History of the Peloponnesian War

Thucydides

Thucydides. The English works of Thomas Hobbes of Malmesbury. Hobbes, Thomas. translator. London: John Bohn, 1843.

For with Athenians you have walked in the way of injustice. And thus much we have laid open touching our involuntary Medizing and your voluntary Atticizing.

"And for this last injury you charge us with, namely, the unlawful invading of your city in time of peace and of your new-moon sacrifice, we do not think, no not in this action, that we have offended so much as you yourselves.

For though we had done unjustly if we had assaulted your city or wasted your territory as enemies of our own accord; yet when the prime men of your own city, both for wealth and nobility, willing to discharge you of foreign league and conform you to the common institutions of all Boeotia, did of their own accord call us in, wherein lieth the injury then? For they that lead transgress rather than they that follow.

But as we conceive, neither they nor we have transgressed at all.
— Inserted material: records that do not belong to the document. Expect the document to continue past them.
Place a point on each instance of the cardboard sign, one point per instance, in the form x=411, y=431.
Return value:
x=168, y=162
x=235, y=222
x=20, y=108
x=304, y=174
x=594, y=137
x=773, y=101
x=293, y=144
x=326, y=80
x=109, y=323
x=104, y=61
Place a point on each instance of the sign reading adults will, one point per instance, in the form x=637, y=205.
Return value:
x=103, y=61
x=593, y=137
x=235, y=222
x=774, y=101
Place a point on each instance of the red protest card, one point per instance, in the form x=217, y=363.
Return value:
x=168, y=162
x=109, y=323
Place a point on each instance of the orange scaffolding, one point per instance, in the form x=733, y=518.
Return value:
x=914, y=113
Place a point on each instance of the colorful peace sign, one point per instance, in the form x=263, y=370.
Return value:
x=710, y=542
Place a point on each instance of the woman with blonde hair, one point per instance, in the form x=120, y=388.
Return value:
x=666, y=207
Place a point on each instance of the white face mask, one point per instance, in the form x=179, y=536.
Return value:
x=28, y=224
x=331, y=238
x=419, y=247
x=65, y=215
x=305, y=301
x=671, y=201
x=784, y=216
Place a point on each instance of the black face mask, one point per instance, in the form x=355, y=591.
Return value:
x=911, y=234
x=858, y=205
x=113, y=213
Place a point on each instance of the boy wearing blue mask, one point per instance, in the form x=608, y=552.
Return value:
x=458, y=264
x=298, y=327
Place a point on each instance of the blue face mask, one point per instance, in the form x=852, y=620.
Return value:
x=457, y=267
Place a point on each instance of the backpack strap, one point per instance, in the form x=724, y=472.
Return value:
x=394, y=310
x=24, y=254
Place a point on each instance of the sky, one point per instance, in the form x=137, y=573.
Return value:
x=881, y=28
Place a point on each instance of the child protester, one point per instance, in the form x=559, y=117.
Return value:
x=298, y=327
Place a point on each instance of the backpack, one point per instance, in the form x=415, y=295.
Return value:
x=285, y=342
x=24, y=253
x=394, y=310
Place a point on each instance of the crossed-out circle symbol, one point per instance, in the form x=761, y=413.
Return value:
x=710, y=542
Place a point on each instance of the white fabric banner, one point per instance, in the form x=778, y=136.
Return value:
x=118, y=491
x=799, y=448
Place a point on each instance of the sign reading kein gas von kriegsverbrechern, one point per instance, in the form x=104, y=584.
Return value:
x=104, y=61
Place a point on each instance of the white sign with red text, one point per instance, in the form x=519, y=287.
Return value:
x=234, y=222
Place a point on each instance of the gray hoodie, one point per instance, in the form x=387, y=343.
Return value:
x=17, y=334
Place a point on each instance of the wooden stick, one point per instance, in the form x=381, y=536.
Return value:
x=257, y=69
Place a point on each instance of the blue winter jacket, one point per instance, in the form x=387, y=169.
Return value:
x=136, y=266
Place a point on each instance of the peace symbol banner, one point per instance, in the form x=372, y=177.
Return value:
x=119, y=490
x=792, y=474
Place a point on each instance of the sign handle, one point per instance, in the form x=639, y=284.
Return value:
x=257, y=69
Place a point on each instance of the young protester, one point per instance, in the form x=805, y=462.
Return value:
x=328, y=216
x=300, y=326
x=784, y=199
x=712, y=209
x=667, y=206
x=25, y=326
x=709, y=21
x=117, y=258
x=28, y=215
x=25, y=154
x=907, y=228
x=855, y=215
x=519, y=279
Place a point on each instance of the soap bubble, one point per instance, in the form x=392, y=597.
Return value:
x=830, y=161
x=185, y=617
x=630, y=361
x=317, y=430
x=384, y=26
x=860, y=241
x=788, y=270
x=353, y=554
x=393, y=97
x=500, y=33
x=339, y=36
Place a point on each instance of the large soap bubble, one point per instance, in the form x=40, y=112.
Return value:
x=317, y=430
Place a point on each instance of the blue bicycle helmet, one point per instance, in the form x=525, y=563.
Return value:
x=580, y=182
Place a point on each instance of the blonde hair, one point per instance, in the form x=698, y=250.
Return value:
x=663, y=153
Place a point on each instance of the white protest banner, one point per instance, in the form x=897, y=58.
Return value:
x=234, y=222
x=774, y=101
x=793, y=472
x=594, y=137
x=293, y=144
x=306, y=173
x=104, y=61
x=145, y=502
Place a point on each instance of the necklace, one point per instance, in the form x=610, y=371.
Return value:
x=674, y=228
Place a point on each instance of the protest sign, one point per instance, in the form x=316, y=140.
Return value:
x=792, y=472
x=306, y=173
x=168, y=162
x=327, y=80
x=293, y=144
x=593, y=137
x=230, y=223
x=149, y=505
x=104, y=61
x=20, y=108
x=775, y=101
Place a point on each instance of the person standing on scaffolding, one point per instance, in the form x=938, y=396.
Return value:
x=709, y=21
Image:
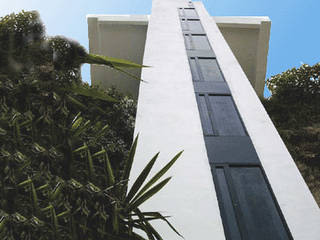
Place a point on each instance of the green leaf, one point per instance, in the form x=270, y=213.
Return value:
x=82, y=148
x=158, y=215
x=111, y=178
x=149, y=227
x=76, y=102
x=77, y=123
x=91, y=92
x=90, y=164
x=128, y=164
x=140, y=180
x=34, y=197
x=158, y=175
x=148, y=194
x=111, y=62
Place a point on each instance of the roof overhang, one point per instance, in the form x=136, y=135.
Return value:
x=123, y=36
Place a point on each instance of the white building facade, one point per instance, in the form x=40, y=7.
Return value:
x=235, y=179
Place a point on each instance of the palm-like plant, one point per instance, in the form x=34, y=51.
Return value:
x=56, y=178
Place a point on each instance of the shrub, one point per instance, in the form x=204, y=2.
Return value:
x=64, y=155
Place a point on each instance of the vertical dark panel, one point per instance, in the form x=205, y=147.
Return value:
x=184, y=25
x=210, y=69
x=204, y=115
x=190, y=13
x=194, y=70
x=188, y=41
x=226, y=119
x=181, y=12
x=195, y=25
x=227, y=207
x=200, y=42
x=249, y=210
x=259, y=212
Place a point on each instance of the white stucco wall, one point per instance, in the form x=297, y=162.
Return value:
x=297, y=204
x=168, y=121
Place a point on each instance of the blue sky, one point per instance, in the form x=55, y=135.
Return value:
x=294, y=37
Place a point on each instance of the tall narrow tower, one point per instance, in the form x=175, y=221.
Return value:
x=236, y=179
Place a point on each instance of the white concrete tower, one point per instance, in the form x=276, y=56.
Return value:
x=235, y=179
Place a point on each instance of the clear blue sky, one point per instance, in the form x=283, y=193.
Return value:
x=294, y=37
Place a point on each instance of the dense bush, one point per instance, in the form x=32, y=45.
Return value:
x=64, y=155
x=294, y=108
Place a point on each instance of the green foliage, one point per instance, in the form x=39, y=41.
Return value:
x=64, y=154
x=295, y=110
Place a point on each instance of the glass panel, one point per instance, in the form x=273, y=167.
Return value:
x=188, y=42
x=204, y=115
x=226, y=119
x=194, y=70
x=195, y=25
x=200, y=42
x=260, y=214
x=227, y=206
x=190, y=13
x=184, y=25
x=210, y=70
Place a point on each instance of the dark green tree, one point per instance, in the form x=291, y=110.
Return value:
x=294, y=108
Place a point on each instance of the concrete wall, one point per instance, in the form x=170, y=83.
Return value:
x=121, y=37
x=296, y=202
x=168, y=121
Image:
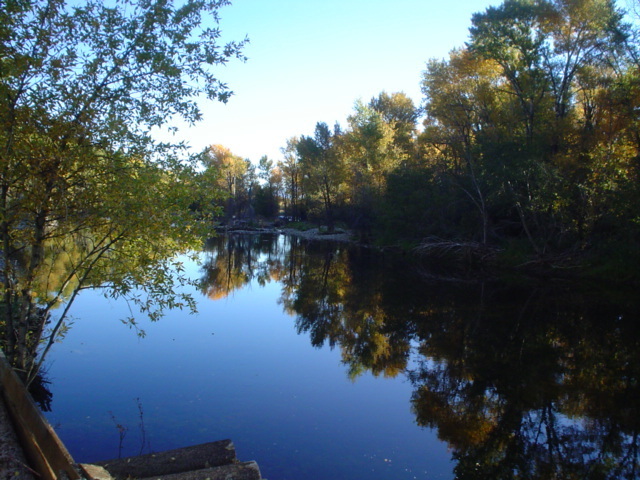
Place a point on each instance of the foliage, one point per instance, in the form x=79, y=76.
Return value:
x=529, y=138
x=87, y=198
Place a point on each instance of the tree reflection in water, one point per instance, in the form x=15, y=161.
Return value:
x=521, y=381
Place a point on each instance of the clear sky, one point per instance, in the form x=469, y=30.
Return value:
x=310, y=60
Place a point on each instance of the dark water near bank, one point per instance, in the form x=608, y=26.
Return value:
x=323, y=361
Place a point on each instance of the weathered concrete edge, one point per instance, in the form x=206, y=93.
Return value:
x=40, y=443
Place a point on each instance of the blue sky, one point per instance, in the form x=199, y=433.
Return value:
x=310, y=60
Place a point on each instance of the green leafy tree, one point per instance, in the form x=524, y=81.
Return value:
x=82, y=86
x=323, y=169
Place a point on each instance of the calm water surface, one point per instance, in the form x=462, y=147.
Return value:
x=322, y=361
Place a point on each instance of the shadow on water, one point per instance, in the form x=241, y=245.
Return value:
x=521, y=381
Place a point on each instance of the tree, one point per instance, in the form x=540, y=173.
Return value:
x=291, y=179
x=80, y=177
x=323, y=169
x=398, y=110
x=230, y=169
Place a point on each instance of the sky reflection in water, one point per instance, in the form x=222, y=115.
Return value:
x=236, y=370
x=518, y=380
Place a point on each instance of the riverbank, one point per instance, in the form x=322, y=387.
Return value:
x=316, y=233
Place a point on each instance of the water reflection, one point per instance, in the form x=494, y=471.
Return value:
x=521, y=381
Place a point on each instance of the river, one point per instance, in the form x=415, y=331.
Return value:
x=327, y=361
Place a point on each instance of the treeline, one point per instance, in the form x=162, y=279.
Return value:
x=529, y=145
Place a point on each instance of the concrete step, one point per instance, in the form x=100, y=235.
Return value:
x=235, y=471
x=177, y=461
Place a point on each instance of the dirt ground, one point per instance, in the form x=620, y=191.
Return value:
x=12, y=462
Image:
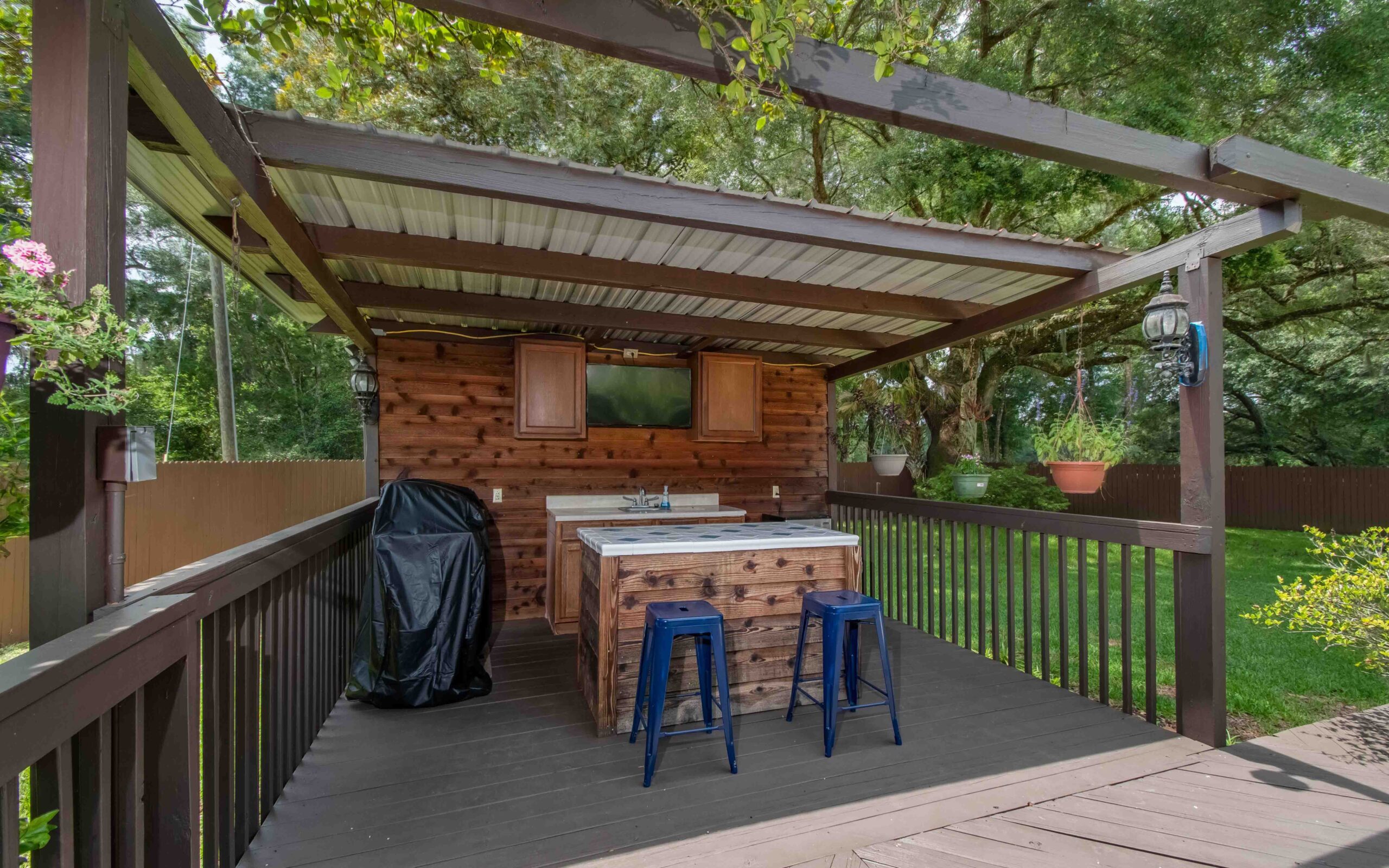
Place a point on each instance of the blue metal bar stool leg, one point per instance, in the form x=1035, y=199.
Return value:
x=887, y=675
x=641, y=682
x=721, y=668
x=703, y=661
x=834, y=645
x=852, y=664
x=661, y=641
x=800, y=658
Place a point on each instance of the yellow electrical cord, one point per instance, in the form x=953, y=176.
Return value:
x=814, y=365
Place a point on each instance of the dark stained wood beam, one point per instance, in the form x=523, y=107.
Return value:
x=1321, y=188
x=841, y=80
x=460, y=334
x=175, y=93
x=564, y=313
x=452, y=254
x=338, y=149
x=1227, y=238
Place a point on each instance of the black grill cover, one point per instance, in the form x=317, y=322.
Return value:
x=427, y=613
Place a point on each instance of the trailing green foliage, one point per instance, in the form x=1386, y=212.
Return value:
x=1009, y=487
x=1080, y=438
x=1346, y=606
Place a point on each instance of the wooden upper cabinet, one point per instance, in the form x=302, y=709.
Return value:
x=551, y=390
x=728, y=398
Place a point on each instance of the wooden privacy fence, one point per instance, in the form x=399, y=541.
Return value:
x=195, y=510
x=1342, y=499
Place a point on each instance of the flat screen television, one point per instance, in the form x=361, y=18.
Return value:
x=631, y=396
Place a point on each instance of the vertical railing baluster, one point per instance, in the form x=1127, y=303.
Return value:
x=1102, y=613
x=1150, y=633
x=1027, y=602
x=993, y=586
x=955, y=589
x=10, y=824
x=969, y=613
x=1065, y=609
x=1045, y=588
x=1011, y=608
x=1082, y=598
x=1127, y=626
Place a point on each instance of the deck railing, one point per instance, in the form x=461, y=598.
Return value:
x=164, y=731
x=1043, y=592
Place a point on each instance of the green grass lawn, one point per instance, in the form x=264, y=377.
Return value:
x=1276, y=680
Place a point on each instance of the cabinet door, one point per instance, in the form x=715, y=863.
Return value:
x=728, y=398
x=551, y=391
x=571, y=576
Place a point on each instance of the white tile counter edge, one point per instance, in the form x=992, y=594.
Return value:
x=614, y=514
x=814, y=538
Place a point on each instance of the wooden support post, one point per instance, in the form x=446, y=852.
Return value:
x=371, y=445
x=1201, y=578
x=80, y=105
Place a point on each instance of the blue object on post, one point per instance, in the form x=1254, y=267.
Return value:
x=841, y=613
x=666, y=621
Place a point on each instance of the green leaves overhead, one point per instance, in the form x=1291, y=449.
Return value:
x=367, y=34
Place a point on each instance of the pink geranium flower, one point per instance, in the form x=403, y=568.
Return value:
x=30, y=257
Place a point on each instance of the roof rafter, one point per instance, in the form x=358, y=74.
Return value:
x=341, y=149
x=178, y=98
x=564, y=313
x=453, y=254
x=1227, y=238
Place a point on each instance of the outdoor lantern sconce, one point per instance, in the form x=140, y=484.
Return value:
x=365, y=386
x=1170, y=333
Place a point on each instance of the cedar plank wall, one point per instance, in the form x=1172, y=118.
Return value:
x=447, y=413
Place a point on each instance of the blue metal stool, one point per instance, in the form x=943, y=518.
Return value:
x=841, y=611
x=666, y=621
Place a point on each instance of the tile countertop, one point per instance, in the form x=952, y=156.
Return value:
x=678, y=539
x=608, y=507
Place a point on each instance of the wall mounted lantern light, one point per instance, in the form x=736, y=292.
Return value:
x=1170, y=333
x=365, y=386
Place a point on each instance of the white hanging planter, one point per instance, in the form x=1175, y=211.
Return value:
x=889, y=464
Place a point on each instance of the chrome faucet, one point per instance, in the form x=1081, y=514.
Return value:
x=641, y=502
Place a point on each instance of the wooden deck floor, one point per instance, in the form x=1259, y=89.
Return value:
x=519, y=778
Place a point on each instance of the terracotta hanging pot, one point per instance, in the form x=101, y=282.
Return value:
x=888, y=464
x=1078, y=477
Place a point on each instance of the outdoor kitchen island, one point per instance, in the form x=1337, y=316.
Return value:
x=755, y=574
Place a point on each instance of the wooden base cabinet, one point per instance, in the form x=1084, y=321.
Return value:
x=564, y=563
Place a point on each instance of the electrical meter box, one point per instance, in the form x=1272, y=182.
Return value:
x=125, y=453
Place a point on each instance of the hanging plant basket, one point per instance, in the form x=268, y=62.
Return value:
x=8, y=333
x=971, y=485
x=888, y=464
x=1078, y=477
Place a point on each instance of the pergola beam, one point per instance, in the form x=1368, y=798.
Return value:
x=1219, y=241
x=338, y=149
x=182, y=103
x=841, y=80
x=469, y=334
x=453, y=254
x=564, y=313
x=1323, y=189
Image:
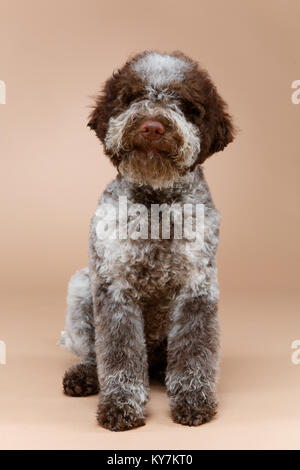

But being citizens as well as you and having more to hazard, they opened their own gates and took us into the city as friends not as enemies with intention to keep the ill-affected from being worse and to do right to the good, taking upon them to be moderators of your councils and not to deprive the city of your persons but to reduce you into one body with the rest of your kindred, and not to engage you in hostility with any but to settle you in peace with all.

"And for an argument that we did not this as enemies, we did harm to no man but proclaimed that if any man were willing to have the city governed after the common form of all Boeotia, he should come to us.

And you came willingly at first and were quiet. But afterwards, when you knew we were but few, though we might seem to have done somewhat more than was fit to do without the consent of your multitude, you did not by us as we did by you, first innovate nothing in fact and then with words persuade us to go forth again, but contrary to the composition assaulted us. And for those men you slew in the affray, we grieve not so much; for they suffered by a kind of law. But to kill those that held up their hands for mercy, whom taken alive you afterwards had promised to spare, was not this a horrible cruelty?

You committed in this business three crimes, one in the neck of another; first, the breach of the composition; then, the death that followed of our men; and thirdly, the falsifying of your promise to save them if we did no hurt to anything of yours in the fields. And yet you say that we are the transgressors and that you for your parts deserve not to undergo a judgment. But it is otherwise. And if these men judge aright, you shall be punished now for all your crimes at once.